Camis siempre supo que entre sus opciones estaba raparse la cabeza, pero había un no tan pequeño detalle: desde los nueve años, carga una cicatriz que le recorre desde la sien hasta casi el cuello debido a una caída desde un segundo piso.

“Siempre me tapaba la cicatriz, poca gente sabía lo del accidente. Taparla era una forma de cubrirme la inseguridad que me hacía sentir no poder ser igual a los demás: no todo el mundo tiene una cicatriz a lo largo de la cabeza”, manifiesta.

Estudioso de la cábala, cuenta que fue a través de esta sabiduría ancestral que pudo hacer las paces con la calvicie. “Comencé a desarrollarme espiritualmente y a ver mis atributos internos. Entendí que lo importante era lo que yo era como ser humano. Eso me ayudó a dar el paso para despojarme de todo y mostrarme como soy”.

Fue así que un sábado, a sus 26 años, le dijo a su esposa que quería raparse la cabeza, y ella lo apoyó al punto de que, al día siguiente, fue quien cortó los primeros cabellos de lo que ha sido su liberación. Contrario a la historia bíblica de Dalila y Sansón, con este recorte, Camis se llenó de fuerza.

“Ella me decía que me veía bien y a mí me agradó porque yo quería que ella se sintiera bien a mi lado… Ella estuvo en todo el proceso conmigo; creo que la ayuda que me brindó Dios desde el principio fue ella. Hasta el sol de hoy, ella es mi vida”, manifiesta con la voz entrecortada.

Una vez rapada la cabeza, se fueron a la playa para que su recién liberado cuero cabelludo cogiera sol. “Me sentí súper bien porque nadie me miraba, nadie me encontraba raro, nada más yo y mi esposa”, dice riendo.

Y cuando llegó el lunes al trabajo, la gente se sorprendió pero lo apoyó. Por supuesto que no faltó quien lo comparara con Kojak, el detective de la popular serie de televisión. El único incidente especial que recuerda es que su sobrina, que entonces tenía tres años, se escondía cada vez que lo veía llegar.

Pero el asunto no quedó ahí.

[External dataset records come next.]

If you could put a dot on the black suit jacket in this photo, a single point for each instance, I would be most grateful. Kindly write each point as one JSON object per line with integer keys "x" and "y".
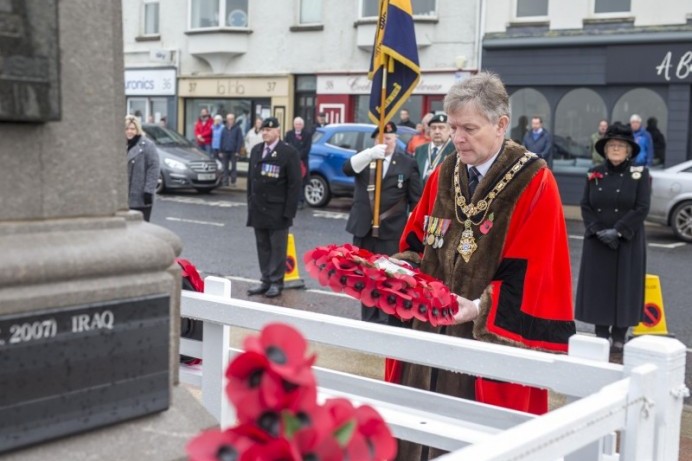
{"x": 273, "y": 187}
{"x": 402, "y": 182}
{"x": 302, "y": 145}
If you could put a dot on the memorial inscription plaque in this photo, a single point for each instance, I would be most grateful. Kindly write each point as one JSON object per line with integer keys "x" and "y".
{"x": 65, "y": 371}
{"x": 29, "y": 64}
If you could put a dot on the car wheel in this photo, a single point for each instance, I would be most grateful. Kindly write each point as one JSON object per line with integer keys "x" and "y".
{"x": 160, "y": 184}
{"x": 681, "y": 221}
{"x": 317, "y": 191}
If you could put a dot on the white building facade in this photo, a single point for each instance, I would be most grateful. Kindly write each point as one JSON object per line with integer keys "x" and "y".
{"x": 284, "y": 58}
{"x": 578, "y": 62}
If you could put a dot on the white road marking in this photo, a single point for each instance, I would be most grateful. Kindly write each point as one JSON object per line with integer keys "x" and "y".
{"x": 330, "y": 215}
{"x": 199, "y": 201}
{"x": 194, "y": 221}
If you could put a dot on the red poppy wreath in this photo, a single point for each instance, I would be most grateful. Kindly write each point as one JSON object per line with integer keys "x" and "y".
{"x": 379, "y": 282}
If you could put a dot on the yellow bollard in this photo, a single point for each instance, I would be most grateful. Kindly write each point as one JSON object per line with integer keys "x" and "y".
{"x": 654, "y": 322}
{"x": 292, "y": 276}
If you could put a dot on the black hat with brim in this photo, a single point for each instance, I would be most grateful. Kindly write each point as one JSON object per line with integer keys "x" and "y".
{"x": 389, "y": 128}
{"x": 620, "y": 132}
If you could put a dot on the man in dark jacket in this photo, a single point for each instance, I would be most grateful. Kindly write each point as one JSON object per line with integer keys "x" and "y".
{"x": 301, "y": 139}
{"x": 400, "y": 190}
{"x": 539, "y": 141}
{"x": 273, "y": 185}
{"x": 231, "y": 143}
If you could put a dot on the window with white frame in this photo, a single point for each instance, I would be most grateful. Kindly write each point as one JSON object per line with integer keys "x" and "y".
{"x": 420, "y": 8}
{"x": 151, "y": 17}
{"x": 532, "y": 8}
{"x": 612, "y": 6}
{"x": 310, "y": 12}
{"x": 218, "y": 13}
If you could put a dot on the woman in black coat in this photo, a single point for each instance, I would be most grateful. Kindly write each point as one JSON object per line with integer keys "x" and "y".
{"x": 610, "y": 293}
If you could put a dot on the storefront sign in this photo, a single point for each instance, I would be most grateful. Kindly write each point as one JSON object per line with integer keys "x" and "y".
{"x": 359, "y": 84}
{"x": 233, "y": 87}
{"x": 69, "y": 370}
{"x": 150, "y": 82}
{"x": 29, "y": 55}
{"x": 649, "y": 64}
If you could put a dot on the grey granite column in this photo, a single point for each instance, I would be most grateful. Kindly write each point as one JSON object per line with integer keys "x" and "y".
{"x": 74, "y": 260}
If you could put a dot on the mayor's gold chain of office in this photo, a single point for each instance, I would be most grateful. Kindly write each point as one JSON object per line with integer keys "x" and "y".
{"x": 467, "y": 244}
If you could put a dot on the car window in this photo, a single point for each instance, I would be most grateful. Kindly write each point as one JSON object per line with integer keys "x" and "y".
{"x": 164, "y": 136}
{"x": 344, "y": 139}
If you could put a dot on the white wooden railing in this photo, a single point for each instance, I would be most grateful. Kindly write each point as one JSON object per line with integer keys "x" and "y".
{"x": 641, "y": 400}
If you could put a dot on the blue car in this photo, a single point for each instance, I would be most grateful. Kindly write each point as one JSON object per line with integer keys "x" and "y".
{"x": 332, "y": 145}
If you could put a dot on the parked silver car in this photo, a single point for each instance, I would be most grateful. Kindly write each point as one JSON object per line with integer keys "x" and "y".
{"x": 671, "y": 199}
{"x": 183, "y": 165}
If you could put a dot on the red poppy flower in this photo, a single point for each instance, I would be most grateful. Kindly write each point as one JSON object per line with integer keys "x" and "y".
{"x": 285, "y": 349}
{"x": 211, "y": 445}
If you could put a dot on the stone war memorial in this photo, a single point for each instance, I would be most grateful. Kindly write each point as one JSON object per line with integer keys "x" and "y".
{"x": 89, "y": 293}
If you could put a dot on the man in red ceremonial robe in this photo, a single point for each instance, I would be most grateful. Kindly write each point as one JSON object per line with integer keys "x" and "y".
{"x": 490, "y": 225}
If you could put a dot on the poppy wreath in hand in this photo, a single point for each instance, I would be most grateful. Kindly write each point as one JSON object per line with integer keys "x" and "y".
{"x": 274, "y": 392}
{"x": 398, "y": 289}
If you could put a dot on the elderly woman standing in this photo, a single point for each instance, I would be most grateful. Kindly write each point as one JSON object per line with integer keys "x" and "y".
{"x": 610, "y": 293}
{"x": 142, "y": 167}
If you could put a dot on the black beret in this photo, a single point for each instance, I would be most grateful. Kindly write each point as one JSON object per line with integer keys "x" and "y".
{"x": 389, "y": 128}
{"x": 270, "y": 122}
{"x": 439, "y": 118}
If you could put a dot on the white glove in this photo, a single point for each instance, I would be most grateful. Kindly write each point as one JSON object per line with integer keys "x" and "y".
{"x": 363, "y": 158}
{"x": 468, "y": 310}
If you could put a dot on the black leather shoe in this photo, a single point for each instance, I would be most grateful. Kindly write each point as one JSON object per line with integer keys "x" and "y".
{"x": 273, "y": 291}
{"x": 259, "y": 290}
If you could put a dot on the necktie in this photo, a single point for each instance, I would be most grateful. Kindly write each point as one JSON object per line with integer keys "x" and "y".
{"x": 474, "y": 178}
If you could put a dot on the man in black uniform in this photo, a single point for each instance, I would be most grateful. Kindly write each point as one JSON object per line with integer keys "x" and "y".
{"x": 273, "y": 190}
{"x": 400, "y": 190}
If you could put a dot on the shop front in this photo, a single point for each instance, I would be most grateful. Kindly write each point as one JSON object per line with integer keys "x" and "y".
{"x": 572, "y": 88}
{"x": 344, "y": 98}
{"x": 150, "y": 94}
{"x": 245, "y": 97}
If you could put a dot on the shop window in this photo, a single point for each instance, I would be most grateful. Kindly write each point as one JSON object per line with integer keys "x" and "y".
{"x": 612, "y": 6}
{"x": 532, "y": 8}
{"x": 218, "y": 13}
{"x": 151, "y": 17}
{"x": 420, "y": 8}
{"x": 524, "y": 104}
{"x": 310, "y": 11}
{"x": 648, "y": 105}
{"x": 576, "y": 119}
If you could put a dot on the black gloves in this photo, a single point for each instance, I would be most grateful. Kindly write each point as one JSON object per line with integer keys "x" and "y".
{"x": 609, "y": 237}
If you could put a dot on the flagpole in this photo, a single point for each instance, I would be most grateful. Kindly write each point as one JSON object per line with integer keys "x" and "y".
{"x": 380, "y": 139}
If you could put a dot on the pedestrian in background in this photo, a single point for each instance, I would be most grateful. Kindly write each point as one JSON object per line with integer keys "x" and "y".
{"x": 301, "y": 139}
{"x": 643, "y": 139}
{"x": 203, "y": 130}
{"x": 254, "y": 136}
{"x": 273, "y": 189}
{"x": 231, "y": 144}
{"x": 610, "y": 293}
{"x": 429, "y": 156}
{"x": 400, "y": 190}
{"x": 596, "y": 157}
{"x": 216, "y": 130}
{"x": 659, "y": 141}
{"x": 142, "y": 167}
{"x": 421, "y": 137}
{"x": 539, "y": 141}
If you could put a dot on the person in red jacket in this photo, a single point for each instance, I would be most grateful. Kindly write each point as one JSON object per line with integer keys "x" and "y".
{"x": 203, "y": 130}
{"x": 490, "y": 225}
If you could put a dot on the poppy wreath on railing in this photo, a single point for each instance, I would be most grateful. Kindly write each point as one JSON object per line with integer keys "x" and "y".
{"x": 279, "y": 418}
{"x": 377, "y": 281}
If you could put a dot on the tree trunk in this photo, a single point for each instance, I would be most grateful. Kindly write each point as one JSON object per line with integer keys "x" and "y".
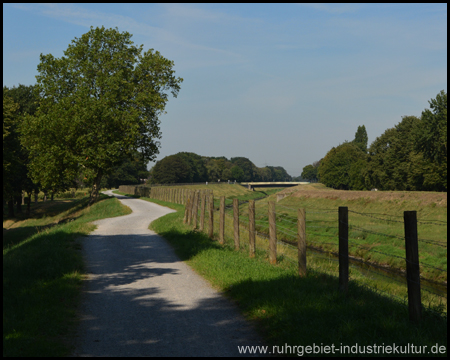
{"x": 29, "y": 203}
{"x": 19, "y": 203}
{"x": 95, "y": 188}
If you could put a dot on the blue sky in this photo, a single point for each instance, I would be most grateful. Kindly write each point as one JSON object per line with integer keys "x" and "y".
{"x": 280, "y": 84}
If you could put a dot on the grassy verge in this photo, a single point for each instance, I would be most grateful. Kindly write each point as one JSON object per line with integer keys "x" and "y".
{"x": 376, "y": 230}
{"x": 42, "y": 273}
{"x": 291, "y": 310}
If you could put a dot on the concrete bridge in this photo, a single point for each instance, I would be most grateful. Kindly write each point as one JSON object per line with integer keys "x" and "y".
{"x": 253, "y": 185}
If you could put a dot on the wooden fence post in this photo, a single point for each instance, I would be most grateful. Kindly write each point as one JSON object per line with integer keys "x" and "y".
{"x": 301, "y": 242}
{"x": 251, "y": 227}
{"x": 190, "y": 201}
{"x": 195, "y": 208}
{"x": 211, "y": 216}
{"x": 186, "y": 212}
{"x": 222, "y": 220}
{"x": 236, "y": 223}
{"x": 272, "y": 233}
{"x": 343, "y": 248}
{"x": 202, "y": 211}
{"x": 412, "y": 265}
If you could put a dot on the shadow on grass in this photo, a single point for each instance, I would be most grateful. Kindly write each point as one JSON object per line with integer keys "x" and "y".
{"x": 35, "y": 275}
{"x": 306, "y": 311}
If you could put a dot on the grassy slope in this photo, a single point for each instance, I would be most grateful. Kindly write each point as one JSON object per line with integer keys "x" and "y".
{"x": 298, "y": 311}
{"x": 42, "y": 273}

Un día en que se rapaba la cabeza, se aventuró a afeitarse los brazos para que hubiera uniformidad en la ausencia de pelo en su cuerpo. Otro día se encontró muy velludo y osó rasurarse el pecho. Lo último fueron las piernas. Hoy, casi lampiño, camina por la vida seguro de que los seres humanos son mucho más que su apariencia externa.

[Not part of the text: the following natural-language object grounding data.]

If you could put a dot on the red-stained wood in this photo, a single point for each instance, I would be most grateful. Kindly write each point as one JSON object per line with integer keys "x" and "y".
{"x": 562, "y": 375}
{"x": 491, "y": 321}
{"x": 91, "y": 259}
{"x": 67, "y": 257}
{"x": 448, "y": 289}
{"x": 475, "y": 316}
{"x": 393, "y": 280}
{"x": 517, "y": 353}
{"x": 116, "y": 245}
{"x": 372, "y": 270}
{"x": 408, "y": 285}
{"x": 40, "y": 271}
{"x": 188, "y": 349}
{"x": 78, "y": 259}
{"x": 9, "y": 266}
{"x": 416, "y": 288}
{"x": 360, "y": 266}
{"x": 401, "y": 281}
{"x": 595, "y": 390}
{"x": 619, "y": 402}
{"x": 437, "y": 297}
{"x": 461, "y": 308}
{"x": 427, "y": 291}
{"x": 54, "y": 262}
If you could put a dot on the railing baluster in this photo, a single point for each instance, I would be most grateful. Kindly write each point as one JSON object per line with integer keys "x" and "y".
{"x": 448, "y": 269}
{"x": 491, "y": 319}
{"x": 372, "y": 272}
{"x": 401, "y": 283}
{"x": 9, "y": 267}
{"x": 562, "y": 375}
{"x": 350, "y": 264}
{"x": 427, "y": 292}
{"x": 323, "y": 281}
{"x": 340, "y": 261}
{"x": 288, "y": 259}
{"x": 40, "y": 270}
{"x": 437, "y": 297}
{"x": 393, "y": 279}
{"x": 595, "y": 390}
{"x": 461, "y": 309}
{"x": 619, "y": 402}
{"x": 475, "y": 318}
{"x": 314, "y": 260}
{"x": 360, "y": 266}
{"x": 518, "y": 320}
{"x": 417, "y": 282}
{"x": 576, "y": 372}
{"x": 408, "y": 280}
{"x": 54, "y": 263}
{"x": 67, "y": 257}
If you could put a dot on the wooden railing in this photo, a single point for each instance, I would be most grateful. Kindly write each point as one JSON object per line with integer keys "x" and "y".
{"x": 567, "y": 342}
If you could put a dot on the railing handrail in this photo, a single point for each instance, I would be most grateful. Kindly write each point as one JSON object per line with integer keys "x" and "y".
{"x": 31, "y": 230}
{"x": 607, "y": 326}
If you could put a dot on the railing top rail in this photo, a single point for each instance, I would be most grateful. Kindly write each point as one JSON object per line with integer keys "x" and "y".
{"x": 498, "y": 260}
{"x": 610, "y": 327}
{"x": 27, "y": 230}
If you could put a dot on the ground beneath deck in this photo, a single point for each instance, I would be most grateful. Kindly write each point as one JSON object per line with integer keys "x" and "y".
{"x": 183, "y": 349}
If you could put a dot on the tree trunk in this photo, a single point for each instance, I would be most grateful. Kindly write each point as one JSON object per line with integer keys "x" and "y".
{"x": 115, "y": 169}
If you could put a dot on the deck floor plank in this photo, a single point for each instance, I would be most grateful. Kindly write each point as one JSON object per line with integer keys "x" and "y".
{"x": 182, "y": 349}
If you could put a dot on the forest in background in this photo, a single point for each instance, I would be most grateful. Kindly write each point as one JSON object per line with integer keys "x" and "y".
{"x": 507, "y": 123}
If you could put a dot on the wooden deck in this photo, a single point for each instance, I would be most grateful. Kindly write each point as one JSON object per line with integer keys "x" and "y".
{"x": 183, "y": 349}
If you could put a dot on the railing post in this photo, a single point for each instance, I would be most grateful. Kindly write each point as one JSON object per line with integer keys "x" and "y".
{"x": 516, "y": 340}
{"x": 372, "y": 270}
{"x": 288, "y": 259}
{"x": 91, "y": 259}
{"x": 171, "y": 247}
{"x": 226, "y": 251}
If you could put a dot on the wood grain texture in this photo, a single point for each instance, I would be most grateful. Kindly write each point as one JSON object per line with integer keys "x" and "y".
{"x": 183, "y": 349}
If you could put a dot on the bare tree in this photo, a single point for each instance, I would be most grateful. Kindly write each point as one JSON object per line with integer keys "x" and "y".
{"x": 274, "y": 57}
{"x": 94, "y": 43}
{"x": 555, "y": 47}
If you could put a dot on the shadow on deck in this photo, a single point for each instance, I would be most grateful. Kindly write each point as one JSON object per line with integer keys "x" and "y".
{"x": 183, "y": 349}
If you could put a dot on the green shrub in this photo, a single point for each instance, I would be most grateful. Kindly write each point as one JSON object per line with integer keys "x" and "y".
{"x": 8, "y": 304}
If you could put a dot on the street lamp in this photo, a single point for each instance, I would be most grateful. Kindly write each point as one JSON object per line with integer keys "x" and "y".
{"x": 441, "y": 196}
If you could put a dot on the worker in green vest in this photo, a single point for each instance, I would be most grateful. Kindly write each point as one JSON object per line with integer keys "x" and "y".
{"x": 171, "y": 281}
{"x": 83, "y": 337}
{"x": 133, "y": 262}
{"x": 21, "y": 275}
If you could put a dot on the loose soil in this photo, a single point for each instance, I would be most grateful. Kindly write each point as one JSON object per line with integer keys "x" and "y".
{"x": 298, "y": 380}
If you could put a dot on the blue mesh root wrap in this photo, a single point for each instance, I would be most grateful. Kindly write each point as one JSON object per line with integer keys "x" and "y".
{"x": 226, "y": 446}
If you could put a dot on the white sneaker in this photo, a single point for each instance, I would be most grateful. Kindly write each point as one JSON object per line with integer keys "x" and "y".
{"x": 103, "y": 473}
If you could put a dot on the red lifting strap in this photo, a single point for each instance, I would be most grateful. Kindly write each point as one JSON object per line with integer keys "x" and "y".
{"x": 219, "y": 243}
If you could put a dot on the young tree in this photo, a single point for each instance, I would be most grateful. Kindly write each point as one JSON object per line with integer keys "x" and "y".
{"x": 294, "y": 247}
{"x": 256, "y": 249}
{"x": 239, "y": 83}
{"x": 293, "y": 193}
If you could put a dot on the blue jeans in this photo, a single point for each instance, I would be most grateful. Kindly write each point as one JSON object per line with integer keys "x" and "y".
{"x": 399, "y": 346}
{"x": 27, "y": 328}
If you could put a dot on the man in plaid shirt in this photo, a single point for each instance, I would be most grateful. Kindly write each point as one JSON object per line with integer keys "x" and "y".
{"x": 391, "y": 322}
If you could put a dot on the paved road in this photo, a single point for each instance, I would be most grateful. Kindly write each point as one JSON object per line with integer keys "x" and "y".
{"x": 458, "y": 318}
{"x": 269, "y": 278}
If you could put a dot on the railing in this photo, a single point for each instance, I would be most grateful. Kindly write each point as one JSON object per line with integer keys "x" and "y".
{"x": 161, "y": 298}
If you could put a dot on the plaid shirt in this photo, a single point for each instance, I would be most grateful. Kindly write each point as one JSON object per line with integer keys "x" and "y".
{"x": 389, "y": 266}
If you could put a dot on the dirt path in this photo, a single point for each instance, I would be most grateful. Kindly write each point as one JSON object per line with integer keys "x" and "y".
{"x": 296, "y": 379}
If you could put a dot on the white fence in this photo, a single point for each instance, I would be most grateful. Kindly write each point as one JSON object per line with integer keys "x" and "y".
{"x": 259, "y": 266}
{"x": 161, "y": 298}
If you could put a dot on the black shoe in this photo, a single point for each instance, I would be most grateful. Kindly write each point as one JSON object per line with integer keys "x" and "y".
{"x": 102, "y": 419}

“Lo importante es lo interno. Yo me afeito los brazos, pero hay gente que ni siquiera tiene brazos y no por eso dejan de ser unos seres humanos extraordinarios”, sostiene.

Desde que se afeitó la cabeza, Camis habla prácticamente todas las semanas sobre su cicatriz, pues le preguntan donde quiera que va. La última vez fue con una señora mayor en la fila del banco. “De no quererlo exponer, ahora lo cuento todo, lo digo y sigo hablando y hablando. Hasta orgulloso me siento. Es un sello y una carta de presentación única. Nadie más tiene una historia igual”.